Je n'arrête plus de penser à la femme du miroir.

Je me demande si mes collègues se posent des questions à propos du temps que je passe dans les toilettes.

Heureusement pour moi, je pense qu'en fait, qu'ils n'en ont rien à foutre et qu'ils n'ont rien remarqué.

Je ne contrôle pas vraiment le moment que j'observe, ni la durée de la scène qui m'apparaît, mais dans une certaine mesure, je peux choisir entre les événements anciens ou plus récents.

J'ai beau essayer, je n'ai pas réussi à retrouver un seul instant où l'inconnue a pu repasser dans ces toilettes.

J'imagine que ça signifie que ce n'était pas quelqu'un qui travaillait dans ce service, mais que c'était plutôt une visiteuse de passage.

En réalité, je n'arrive même pas à retrouver la scène où je l'ai découverte, et où elle est passée devant ce miroir pour la première fois.

Je dois me contenter de ce que ma mémoire me restitue.

En tous cas, ce qui est sûr, c'est qu'elle ne travaille pas dans ce service actuellement.

Je ne suis même pas sûr que la scène se déroulait alors que les locaux étaient déjà occupés par ma boîte actuelle.

D'après ce que j'ai entendu dire, l'immeuble a été autrefois un hôtel particulier, transformé en hôtel de tourisme après la guerre, et en immeuble de bureaux ensuite.

Mais la femme que j'ai aperçue avait des vêtements plutôt modernes.

Je me creuse la tête pour cuisiner les collègues qui sont dans le service depuis plus longtemps que moi, sans éveiller leurs soupçons.

Pour le moment, ça n'a rien donné.

A force de poser des questions, j'ai appris qu'il y avait un trombinoscope accessible sur le réseau, avec les photos de mes collègues.

Pas très complet, et pas très à jour, hélas.

Je l'ai parcouru attentivement, mais je n'ai trouvé aucune trace de mon inconnue.

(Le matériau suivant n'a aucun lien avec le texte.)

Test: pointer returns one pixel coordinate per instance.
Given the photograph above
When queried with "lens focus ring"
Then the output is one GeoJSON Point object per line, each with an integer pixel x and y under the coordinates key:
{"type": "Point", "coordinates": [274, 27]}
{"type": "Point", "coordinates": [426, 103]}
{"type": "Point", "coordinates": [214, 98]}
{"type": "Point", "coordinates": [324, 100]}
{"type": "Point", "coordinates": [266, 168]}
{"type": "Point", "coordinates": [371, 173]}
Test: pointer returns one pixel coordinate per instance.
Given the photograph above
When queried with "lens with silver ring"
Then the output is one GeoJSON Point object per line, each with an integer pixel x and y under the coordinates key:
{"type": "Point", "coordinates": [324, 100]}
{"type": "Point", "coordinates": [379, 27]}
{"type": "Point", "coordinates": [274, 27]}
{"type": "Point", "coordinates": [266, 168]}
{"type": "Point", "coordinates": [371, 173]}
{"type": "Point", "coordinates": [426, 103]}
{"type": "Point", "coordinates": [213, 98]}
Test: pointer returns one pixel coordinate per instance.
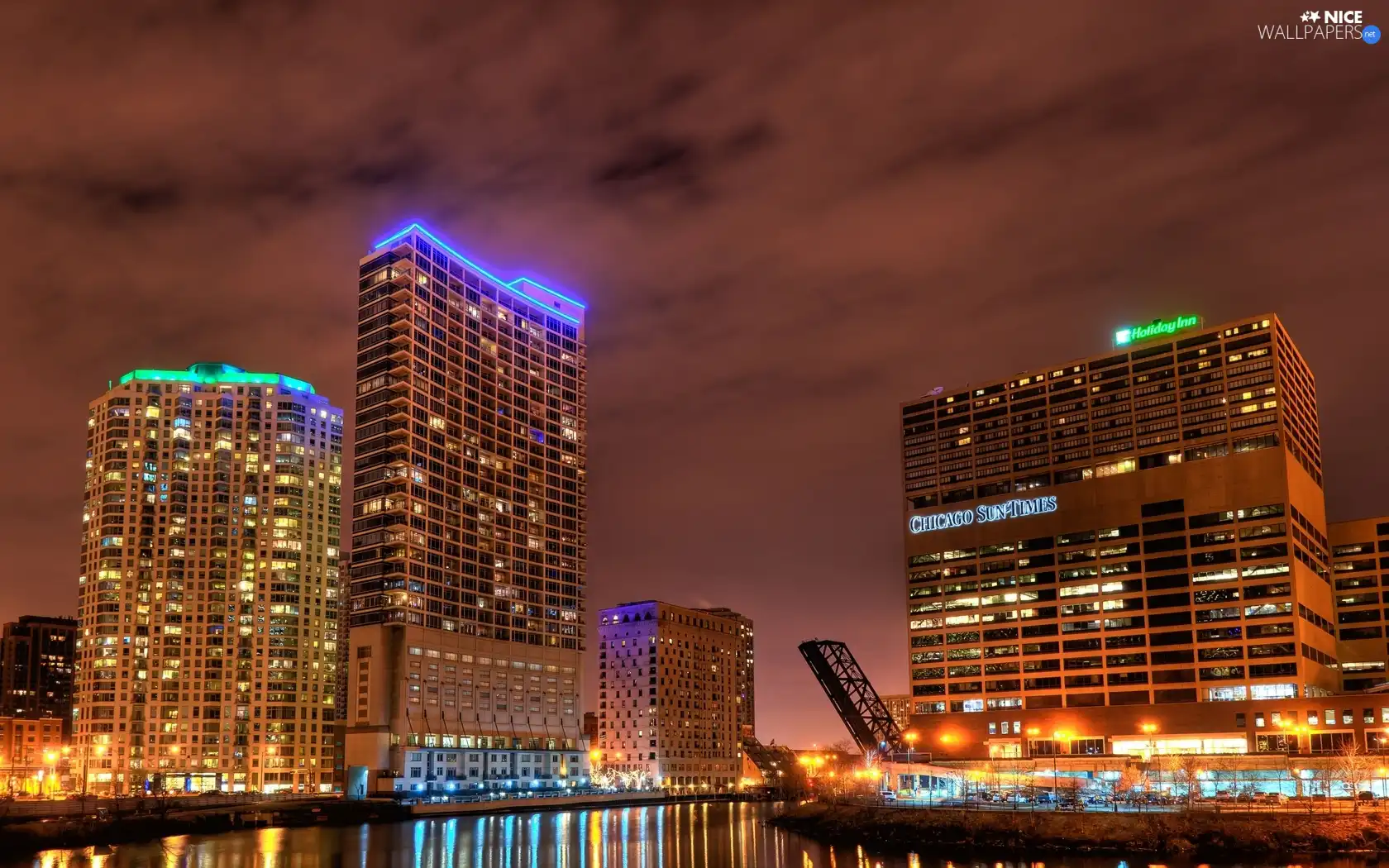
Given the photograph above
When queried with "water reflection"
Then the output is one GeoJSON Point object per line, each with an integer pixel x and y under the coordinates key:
{"type": "Point", "coordinates": [710, 835]}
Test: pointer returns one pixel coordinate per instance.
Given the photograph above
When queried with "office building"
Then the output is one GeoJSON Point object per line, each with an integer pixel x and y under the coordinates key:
{"type": "Point", "coordinates": [1358, 570]}
{"type": "Point", "coordinates": [1119, 546]}
{"type": "Point", "coordinates": [469, 527]}
{"type": "Point", "coordinates": [36, 670]}
{"type": "Point", "coordinates": [747, 674]}
{"type": "Point", "coordinates": [208, 646]}
{"type": "Point", "coordinates": [899, 706]}
{"type": "Point", "coordinates": [668, 694]}
{"type": "Point", "coordinates": [35, 757]}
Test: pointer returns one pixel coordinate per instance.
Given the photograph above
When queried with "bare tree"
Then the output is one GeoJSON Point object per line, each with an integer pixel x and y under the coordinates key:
{"type": "Point", "coordinates": [1124, 785]}
{"type": "Point", "coordinates": [1186, 772]}
{"type": "Point", "coordinates": [1353, 765]}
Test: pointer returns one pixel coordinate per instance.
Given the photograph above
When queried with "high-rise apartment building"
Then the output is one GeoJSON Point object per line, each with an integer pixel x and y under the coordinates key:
{"type": "Point", "coordinates": [899, 706]}
{"type": "Point", "coordinates": [208, 647]}
{"type": "Point", "coordinates": [747, 674]}
{"type": "Point", "coordinates": [1142, 528]}
{"type": "Point", "coordinates": [469, 527]}
{"type": "Point", "coordinates": [36, 670]}
{"type": "Point", "coordinates": [668, 694]}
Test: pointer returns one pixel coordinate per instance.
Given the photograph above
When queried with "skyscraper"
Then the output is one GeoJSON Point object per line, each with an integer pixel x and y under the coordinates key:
{"type": "Point", "coordinates": [208, 649]}
{"type": "Point", "coordinates": [36, 670]}
{"type": "Point", "coordinates": [469, 525]}
{"type": "Point", "coordinates": [668, 694]}
{"type": "Point", "coordinates": [747, 672]}
{"type": "Point", "coordinates": [1143, 527]}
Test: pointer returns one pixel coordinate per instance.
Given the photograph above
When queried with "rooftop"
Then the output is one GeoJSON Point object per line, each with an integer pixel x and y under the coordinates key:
{"type": "Point", "coordinates": [216, 373]}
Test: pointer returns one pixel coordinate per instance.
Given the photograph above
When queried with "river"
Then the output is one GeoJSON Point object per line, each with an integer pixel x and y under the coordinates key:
{"type": "Point", "coordinates": [710, 835]}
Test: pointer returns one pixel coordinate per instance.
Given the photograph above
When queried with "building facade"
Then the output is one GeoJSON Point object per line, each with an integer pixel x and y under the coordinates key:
{"type": "Point", "coordinates": [1123, 545]}
{"type": "Point", "coordinates": [36, 670]}
{"type": "Point", "coordinates": [1358, 570]}
{"type": "Point", "coordinates": [668, 694]}
{"type": "Point", "coordinates": [35, 757]}
{"type": "Point", "coordinates": [469, 525]}
{"type": "Point", "coordinates": [208, 645]}
{"type": "Point", "coordinates": [899, 706]}
{"type": "Point", "coordinates": [747, 674]}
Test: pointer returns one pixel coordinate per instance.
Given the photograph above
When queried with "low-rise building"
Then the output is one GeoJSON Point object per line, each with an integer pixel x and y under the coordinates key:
{"type": "Point", "coordinates": [668, 696]}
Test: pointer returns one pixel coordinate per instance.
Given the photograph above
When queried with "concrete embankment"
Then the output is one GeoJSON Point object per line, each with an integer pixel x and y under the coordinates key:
{"type": "Point", "coordinates": [564, 803]}
{"type": "Point", "coordinates": [186, 817]}
{"type": "Point", "coordinates": [26, 837]}
{"type": "Point", "coordinates": [1196, 833]}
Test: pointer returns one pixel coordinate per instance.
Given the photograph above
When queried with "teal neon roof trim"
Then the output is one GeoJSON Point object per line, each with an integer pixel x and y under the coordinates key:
{"type": "Point", "coordinates": [214, 374]}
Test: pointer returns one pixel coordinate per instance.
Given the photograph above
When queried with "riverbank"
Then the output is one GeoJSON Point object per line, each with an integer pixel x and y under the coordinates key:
{"type": "Point", "coordinates": [185, 818]}
{"type": "Point", "coordinates": [28, 837]}
{"type": "Point", "coordinates": [1198, 833]}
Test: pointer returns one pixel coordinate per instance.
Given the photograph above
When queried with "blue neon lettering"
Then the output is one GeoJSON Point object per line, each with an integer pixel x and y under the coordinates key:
{"type": "Point", "coordinates": [1019, 508]}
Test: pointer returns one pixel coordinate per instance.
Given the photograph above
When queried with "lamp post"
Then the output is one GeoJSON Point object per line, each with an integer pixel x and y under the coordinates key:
{"type": "Point", "coordinates": [1027, 745]}
{"type": "Point", "coordinates": [1056, 747]}
{"type": "Point", "coordinates": [1150, 729]}
{"type": "Point", "coordinates": [911, 739]}
{"type": "Point", "coordinates": [50, 761]}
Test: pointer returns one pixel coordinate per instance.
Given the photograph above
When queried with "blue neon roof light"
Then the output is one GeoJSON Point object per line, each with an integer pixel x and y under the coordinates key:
{"type": "Point", "coordinates": [513, 286]}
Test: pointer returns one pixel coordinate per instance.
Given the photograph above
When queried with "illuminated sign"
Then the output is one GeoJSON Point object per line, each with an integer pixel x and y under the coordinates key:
{"type": "Point", "coordinates": [1158, 328]}
{"type": "Point", "coordinates": [994, 512]}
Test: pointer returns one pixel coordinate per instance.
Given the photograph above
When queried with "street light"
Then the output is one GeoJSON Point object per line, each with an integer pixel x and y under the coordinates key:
{"type": "Point", "coordinates": [911, 739]}
{"type": "Point", "coordinates": [1150, 729]}
{"type": "Point", "coordinates": [1056, 747]}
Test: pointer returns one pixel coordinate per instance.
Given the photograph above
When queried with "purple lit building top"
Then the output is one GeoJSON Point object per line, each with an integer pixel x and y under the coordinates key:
{"type": "Point", "coordinates": [551, 302]}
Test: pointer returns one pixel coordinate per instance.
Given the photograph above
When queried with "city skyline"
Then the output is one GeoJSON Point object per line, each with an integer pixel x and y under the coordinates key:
{"type": "Point", "coordinates": [766, 288]}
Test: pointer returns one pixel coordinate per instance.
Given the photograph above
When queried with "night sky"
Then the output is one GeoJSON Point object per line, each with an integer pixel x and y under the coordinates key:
{"type": "Point", "coordinates": [785, 218]}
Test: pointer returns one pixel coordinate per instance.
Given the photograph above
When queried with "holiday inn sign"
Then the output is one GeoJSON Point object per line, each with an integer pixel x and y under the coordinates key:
{"type": "Point", "coordinates": [1158, 328]}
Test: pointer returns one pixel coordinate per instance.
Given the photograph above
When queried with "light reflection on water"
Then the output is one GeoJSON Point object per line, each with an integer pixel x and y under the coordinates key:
{"type": "Point", "coordinates": [709, 835]}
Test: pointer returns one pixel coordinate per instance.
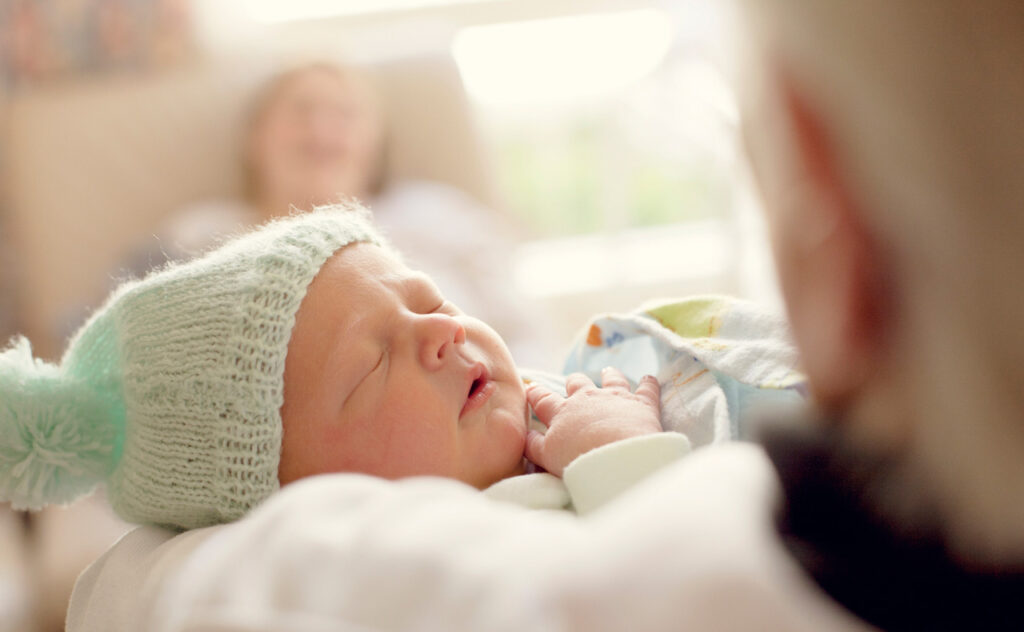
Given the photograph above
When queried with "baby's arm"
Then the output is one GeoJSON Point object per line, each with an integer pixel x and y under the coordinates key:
{"type": "Point", "coordinates": [590, 417]}
{"type": "Point", "coordinates": [601, 440]}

Accessoirement, ce temps passé dans les toilettes m'a quand même permis d'en découvrir de belles sur certains de mes collègues.

La discrète intimité des lieux d'aisance convient à faire, pour certains, un parfait nid d'amour entre garçons, pour quelques personnes dont je ne soupçonnais d'ailleurs pas du tout l'inclination.

Personnellement, j'ai toujours trouvé que l'odeur d'urine rance était un parfait tue-l'amour, mais, bon, chacun ses fantasmes.